PDF to text extraction without line break

rthapliyal · November 3, 2021, 5:10am

Hi,
We are using Aspose.PDF for .Net, I want to extract the text from PDF and apply some search criteria on this text in my application. I am using TextAbsorber but it is adding newline char (\r\n) after each line.
I want to get complete PDF text or each paragraph without any line break. Is it possible using Aspose.PDF?

Thanks,
Rajesh

mudassir.fayyaz · November 3, 2021, 5:03pm

@rthapliyal

I suggest you to please visit the following documentation link for your convenience. If you still encounter issue then please share the source file and desired output.

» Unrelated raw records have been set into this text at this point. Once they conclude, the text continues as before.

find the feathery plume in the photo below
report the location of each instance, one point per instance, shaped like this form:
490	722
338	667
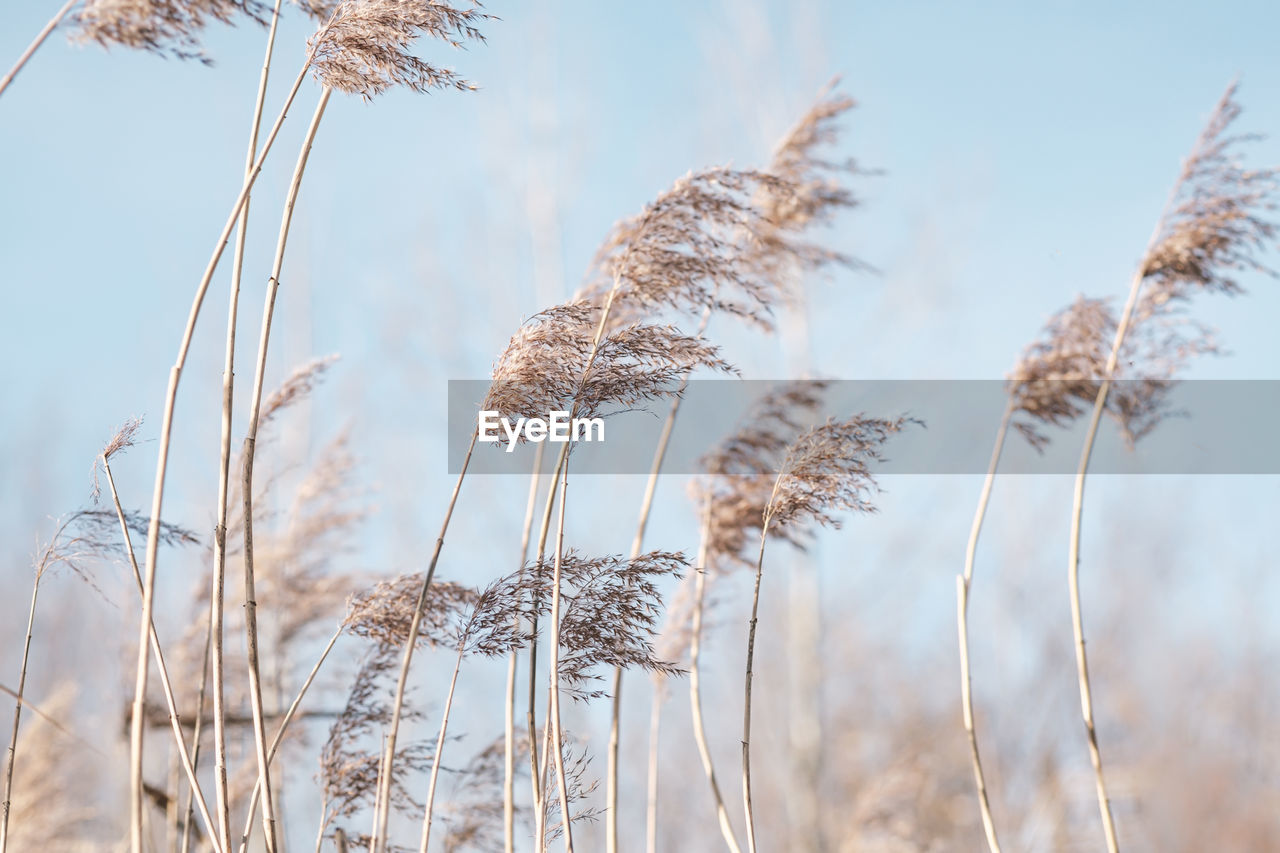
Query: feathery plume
542	369
1216	228
611	614
827	470
165	27
741	470
814	194
384	612
348	767
364	48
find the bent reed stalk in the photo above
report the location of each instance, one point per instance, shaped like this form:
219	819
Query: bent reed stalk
611	811
1073	557
382	810
247	482
35	45
216	594
508	783
963	587
695	697
165	683
136	792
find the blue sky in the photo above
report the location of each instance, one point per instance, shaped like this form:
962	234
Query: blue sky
1025	150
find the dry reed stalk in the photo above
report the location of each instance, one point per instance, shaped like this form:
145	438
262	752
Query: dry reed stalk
219	573
824	470
247	482
554	719
164	27
548	365
508	785
611	817
53	781
798	191
538	769
695	697
279	735
188	811
492	629
35	45
963	583
81	536
383	798
650	824
165	683
362	46
1197	245
17	708
1051	384
163	465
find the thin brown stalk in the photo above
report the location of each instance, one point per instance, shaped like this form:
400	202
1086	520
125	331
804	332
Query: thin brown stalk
279	735
695	697
35	45
17	714
963	584
188	811
163	466
1207	145
439	749
650	824
508	785
611	811
746	693
247	483
557	733
378	843
538	766
165	683
216	597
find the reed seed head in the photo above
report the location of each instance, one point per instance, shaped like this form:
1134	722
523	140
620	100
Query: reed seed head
365	45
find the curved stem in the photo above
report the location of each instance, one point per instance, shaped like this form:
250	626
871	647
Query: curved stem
165	684
536	766
35	45
382	817
557	733
279	735
746	697
695	698
963	584
508	783
251	637
188	812
163	466
17	714
216	596
439	751
650	825
1073	557
611	812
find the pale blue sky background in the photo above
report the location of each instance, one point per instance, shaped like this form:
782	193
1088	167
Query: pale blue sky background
1027	150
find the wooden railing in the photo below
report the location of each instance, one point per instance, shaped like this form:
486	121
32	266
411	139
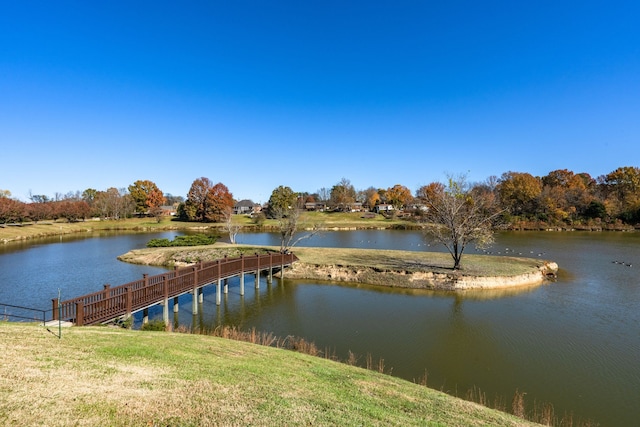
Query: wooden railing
113	302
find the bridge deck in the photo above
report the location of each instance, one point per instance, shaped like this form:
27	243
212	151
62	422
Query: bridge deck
123	300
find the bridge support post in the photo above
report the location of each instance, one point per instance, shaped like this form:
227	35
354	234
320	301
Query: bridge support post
194	303
55	302
79	313
165	301
128	303
241	275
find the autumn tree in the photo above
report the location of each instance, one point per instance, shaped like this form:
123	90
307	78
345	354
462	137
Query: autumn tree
621	189
233	228
219	202
343	195
284	207
147	197
11	210
195	207
206	201
519	192
283	200
114	203
458	215
399	196
369	197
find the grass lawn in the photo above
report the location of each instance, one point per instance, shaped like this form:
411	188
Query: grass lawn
103	376
24	231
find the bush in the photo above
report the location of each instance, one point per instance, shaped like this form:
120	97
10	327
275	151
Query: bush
192	240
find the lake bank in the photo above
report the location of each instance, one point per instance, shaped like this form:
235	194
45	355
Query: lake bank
391	268
184	379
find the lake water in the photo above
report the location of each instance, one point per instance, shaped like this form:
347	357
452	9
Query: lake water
574	343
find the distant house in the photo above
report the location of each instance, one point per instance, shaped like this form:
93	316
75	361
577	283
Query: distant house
383	208
315	206
356	207
169	210
244	207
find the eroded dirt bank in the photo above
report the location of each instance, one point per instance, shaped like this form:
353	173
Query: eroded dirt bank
419	279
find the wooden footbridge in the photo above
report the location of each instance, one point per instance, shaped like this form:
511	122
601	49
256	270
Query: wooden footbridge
122	301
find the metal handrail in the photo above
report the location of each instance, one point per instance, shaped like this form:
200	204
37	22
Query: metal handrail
7	316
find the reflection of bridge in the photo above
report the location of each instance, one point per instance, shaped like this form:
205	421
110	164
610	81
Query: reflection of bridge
122	301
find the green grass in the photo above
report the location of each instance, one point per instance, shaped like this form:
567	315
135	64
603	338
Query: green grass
103	376
307	220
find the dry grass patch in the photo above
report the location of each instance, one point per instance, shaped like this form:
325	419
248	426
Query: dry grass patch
100	376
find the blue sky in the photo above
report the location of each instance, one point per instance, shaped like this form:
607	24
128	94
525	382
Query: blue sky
257	94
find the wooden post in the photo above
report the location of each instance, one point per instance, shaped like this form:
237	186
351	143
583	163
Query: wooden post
79	313
127	290
258	272
194	302
55	303
241	275
165	308
105	295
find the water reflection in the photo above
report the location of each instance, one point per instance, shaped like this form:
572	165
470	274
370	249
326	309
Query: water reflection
574	342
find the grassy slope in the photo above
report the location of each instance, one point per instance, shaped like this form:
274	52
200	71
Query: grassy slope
48	228
105	376
480	265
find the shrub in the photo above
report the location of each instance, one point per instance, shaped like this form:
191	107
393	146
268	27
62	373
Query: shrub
190	240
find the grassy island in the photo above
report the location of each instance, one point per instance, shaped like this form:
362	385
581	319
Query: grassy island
405	269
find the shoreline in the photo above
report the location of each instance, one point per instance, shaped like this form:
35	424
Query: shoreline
385	268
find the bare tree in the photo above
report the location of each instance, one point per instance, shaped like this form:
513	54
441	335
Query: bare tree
458	215
232	228
288	223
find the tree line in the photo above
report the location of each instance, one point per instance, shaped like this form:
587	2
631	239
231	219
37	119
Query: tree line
561	197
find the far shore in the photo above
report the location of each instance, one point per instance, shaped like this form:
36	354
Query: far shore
389	268
330	221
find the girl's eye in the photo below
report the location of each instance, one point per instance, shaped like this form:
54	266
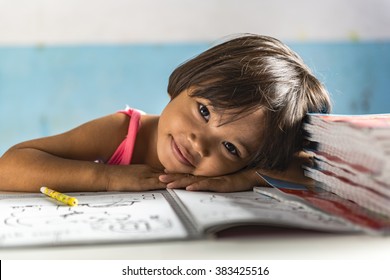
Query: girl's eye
231	148
204	112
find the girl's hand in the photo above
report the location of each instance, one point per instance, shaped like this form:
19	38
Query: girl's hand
133	177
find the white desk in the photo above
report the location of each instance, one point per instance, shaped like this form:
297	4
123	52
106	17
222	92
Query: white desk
315	246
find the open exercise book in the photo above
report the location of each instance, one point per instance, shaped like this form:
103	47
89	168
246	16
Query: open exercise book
35	220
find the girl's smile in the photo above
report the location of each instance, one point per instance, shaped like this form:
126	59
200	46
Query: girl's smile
194	138
182	154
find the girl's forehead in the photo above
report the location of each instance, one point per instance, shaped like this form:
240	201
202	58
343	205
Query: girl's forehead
240	118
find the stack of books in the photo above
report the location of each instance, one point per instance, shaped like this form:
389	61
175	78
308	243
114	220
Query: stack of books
351	158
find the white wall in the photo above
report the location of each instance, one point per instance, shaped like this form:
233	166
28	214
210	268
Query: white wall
128	21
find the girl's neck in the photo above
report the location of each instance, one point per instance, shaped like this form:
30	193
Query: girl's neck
145	149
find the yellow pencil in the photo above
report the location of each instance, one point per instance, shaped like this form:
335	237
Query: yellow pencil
71	201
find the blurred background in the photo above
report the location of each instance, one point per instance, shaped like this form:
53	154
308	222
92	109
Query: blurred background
64	62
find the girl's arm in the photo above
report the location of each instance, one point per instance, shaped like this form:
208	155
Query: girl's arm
242	180
65	162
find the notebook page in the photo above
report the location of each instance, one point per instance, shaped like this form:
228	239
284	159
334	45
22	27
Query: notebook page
219	210
35	219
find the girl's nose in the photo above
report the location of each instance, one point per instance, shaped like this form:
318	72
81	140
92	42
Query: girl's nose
199	144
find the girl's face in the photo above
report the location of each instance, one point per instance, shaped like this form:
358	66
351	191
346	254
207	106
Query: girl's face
193	138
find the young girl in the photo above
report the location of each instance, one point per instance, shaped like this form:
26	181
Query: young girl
235	112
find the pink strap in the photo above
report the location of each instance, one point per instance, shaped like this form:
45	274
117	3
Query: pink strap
124	152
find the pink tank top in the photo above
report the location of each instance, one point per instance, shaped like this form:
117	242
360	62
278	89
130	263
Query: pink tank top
124	152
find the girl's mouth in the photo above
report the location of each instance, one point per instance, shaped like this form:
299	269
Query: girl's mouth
180	156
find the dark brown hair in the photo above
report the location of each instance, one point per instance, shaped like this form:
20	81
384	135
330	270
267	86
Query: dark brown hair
254	72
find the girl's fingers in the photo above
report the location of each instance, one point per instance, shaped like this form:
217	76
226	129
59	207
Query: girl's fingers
178	180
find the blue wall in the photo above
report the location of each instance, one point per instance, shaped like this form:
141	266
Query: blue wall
47	90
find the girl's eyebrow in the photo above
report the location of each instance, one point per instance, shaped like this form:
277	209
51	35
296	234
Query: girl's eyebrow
245	147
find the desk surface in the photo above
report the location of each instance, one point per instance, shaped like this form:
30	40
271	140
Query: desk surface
315	246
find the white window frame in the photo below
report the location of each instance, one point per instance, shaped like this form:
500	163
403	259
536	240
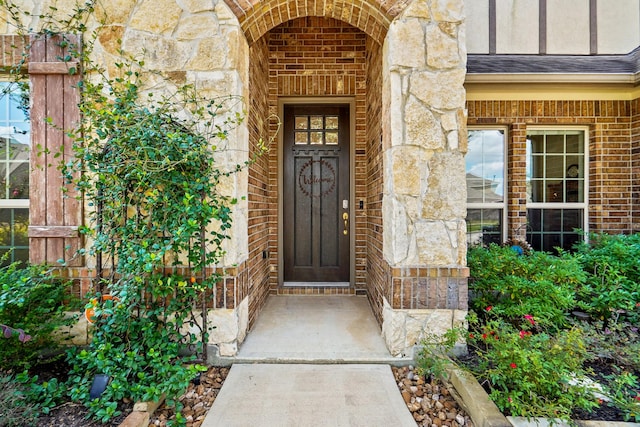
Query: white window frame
13	203
584	205
503	205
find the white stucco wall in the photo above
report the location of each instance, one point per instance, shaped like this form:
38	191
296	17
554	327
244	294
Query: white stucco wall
568	26
517	26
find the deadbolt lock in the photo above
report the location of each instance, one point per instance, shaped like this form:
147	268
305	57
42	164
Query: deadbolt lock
345	217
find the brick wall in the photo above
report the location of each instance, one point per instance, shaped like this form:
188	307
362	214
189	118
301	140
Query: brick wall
378	269
635	162
609	125
315	56
261	198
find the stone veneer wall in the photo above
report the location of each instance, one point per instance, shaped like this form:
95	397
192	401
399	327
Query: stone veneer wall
635	162
424	190
610	149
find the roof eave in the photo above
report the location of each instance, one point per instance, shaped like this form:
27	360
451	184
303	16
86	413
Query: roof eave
582	78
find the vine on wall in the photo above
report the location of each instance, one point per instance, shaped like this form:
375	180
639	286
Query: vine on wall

Extract Paragraph from PDF C#

rthapliyal · November 8, 2021, 5:07am

Thanks @mudassir.fayyaz,

I am trying to extract text from attached Sample.pdf file and able to fetch paragraph wise text without line breaks.
Sample.pdf (200.1 KB)

But sometime it removes spaces between text and sometime it appends double spaces between text, how to fix it.
image.png (62.9 KB)

Code:
Aspose.Pdf.License asposeLicense = new Aspose.Pdf.License();
String _str = @“C:\PDFTest\Aspose.PDF.NET.lic”;
asposeLicense.SetLicense(_str);

    string _dataDir = @"C:\PDFTest\";
    Document doc = new Document(_dataDir + "MSA_Sample.pdf");

    // Instantiate ParagraphAbsorber
    ParagraphAbsorber absorber = new ParagraphAbsorber();
    absorber.Visit(doc);

    StringBuilder paragraphText = new StringBuilder();
    foreach (PageMarkup markup in absorber.PageMarkups)
    {
        int i = 1;
        foreach (MarkupSection section in markup.Sections)
        {
            foreach (MarkupParagraph paragraph in section.Paragraphs)
            {                        
                foreach(TextFragment fragment in paragraph.Fragments)
                {
                    paragraphText.Append(fragment.Text);
                }                        
                paragraphText.Append("\r\n\r\n");

            }
            i++;
        }
    }

    _dataDir = _dataDir + "TXT_Paragraphs.txt";
    // Save the text file
    File.WriteAllText(_dataDir, paragraphText.ToString());

mudassir.fayyaz · November 9, 2021, 11:59am

@rthapliyal

A ticket with ID PDFNET-50867 has been created in our issue tracking system to further investigate the issue on our end. This thread has been linked with the issue so that you may be notified once the issue will be fixed.